That’s how the company’s ‘Organic Tourism’ initiative took birth which has the following –

  1. Sweat Donation Campaign – A first-of-its-kind volunteering initiative that doesn’t ask for monetary contribution but sweat, Madhu says, “More than 20 percent of farmers’ yield is lost because of lack of timely labour.” In this initiative, people who enjoy farming or would want to experience it drive down over the weekend and work on Organic Mandya’s farms for the entire day. Citing an example, Madhu says, “A farmer (nearly 60-years old) was unable to spend Rs 3,000 for a day’s labour. But he needed to transplant his entire field. We put out a request on our Facebook page and had around 24 volunteers who completed the work in half a day.” In the last few months, the Sweat Donation Campaign has attracted over 1,000 volunteers from Bengaluru– right from college students to IT professionals and retired couples.
Volunteers at a Sweat Donation Campaign
Volunteers at a Sweat Donation Campaign
  1. Farm Share – Another unique initiative, Farm Share allows people to rent out farms of half to two acres for three months at approximately Rs 35,000 and grow their own food. The package allows families to stay on the farms for eight to nine nights over the three months and practice farming. In their absence, an Organic Mandya farmer will take care of the entire land. Once the yield is ready, families have the option to either sell the produce to Organic Mandya or use it for personal consumption. This ensures that farmers have continuous income as well as urban population is exposed to the joy of organic farming.
  2. Team @ Farm – This initiative encourages companies to bring in their employees for day-long farming activities, rural sports such as kabaddi, gilli dandalu and lagori, as well as farm tours such as the jaggery plant tour, which gives people a chance to understand the entire process. This is at a nominal cost of Rs 1,300 per day.
Volunteers helping a farmer with his produce
Volunteers helping a farmer with his produce

Reaping the benefits

It’s just been around six months since Organic Mandya has been fully operational and its well on its way to success. The cooperative has already over 500 registered farmers who collectively own close to 200 acres of land and are producing over 70 varieties for sale – rice, dals and pulses, edible oils, personal healthcare products, beverages, masalas and spices. In terms of revenue, the company reached Rs one crore in just four months.
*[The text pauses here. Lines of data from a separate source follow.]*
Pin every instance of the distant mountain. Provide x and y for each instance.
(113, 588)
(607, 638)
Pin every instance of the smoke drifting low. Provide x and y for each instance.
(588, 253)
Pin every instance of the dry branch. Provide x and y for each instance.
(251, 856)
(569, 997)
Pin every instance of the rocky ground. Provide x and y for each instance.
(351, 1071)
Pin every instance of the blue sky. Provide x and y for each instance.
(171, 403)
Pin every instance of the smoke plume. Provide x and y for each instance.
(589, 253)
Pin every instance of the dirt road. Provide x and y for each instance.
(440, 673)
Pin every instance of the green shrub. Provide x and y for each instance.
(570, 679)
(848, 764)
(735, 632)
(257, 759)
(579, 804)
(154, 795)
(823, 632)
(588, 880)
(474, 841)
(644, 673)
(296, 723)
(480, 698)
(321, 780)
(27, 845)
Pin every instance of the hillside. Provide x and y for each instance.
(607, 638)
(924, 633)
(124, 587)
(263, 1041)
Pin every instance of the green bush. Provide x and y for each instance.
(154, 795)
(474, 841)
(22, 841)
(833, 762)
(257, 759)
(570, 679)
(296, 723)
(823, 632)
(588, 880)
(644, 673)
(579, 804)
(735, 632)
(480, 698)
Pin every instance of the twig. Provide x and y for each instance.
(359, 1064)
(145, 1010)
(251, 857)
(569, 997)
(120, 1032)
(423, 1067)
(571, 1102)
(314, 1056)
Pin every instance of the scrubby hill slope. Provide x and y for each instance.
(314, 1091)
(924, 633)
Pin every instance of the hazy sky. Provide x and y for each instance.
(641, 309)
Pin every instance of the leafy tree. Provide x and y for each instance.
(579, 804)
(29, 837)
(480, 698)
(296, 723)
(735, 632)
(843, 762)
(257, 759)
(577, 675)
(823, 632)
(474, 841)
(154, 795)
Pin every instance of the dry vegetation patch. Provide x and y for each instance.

The monthly baskets priced at Rs 999, Rs 1,499 and Rs 1,999 have found many takers. “After all, who doesn’t want healthy supplies that will last an entire month that can be ordered online and delivered right at your doorstep,” asks Madhu.

But most importantly, Mandya is seeing reverse migration. Madhu says,

My biggest success is when someone returns from the city to start farming again. And so far, around 57 have returned to their land. This is only the beginning of a rural, organic revolution.

Road to a sustainable future

Madhu is well aware that sustainability is an important aspect for any business to flourish. But he wants to ensure that sustainability benefits both – farmers and customers. In the next one year, Madhu is working towards cultivating 10,000 families to generate revenues of approximately Rs 30 crore by making them buy monthly supplies averaging to approximately Rs 2,000 to 3,000.

He says, “The idea is to get families to register as our members, which will cost Rs 1,000 annually. This will have dual benefits – one is they will get a steep discount on all our products for the entire year, and second is we will introduce them to a range of healthy eating practices.”

Madhu’s boldest vision is to make the entire Mandya district go organic by 2020.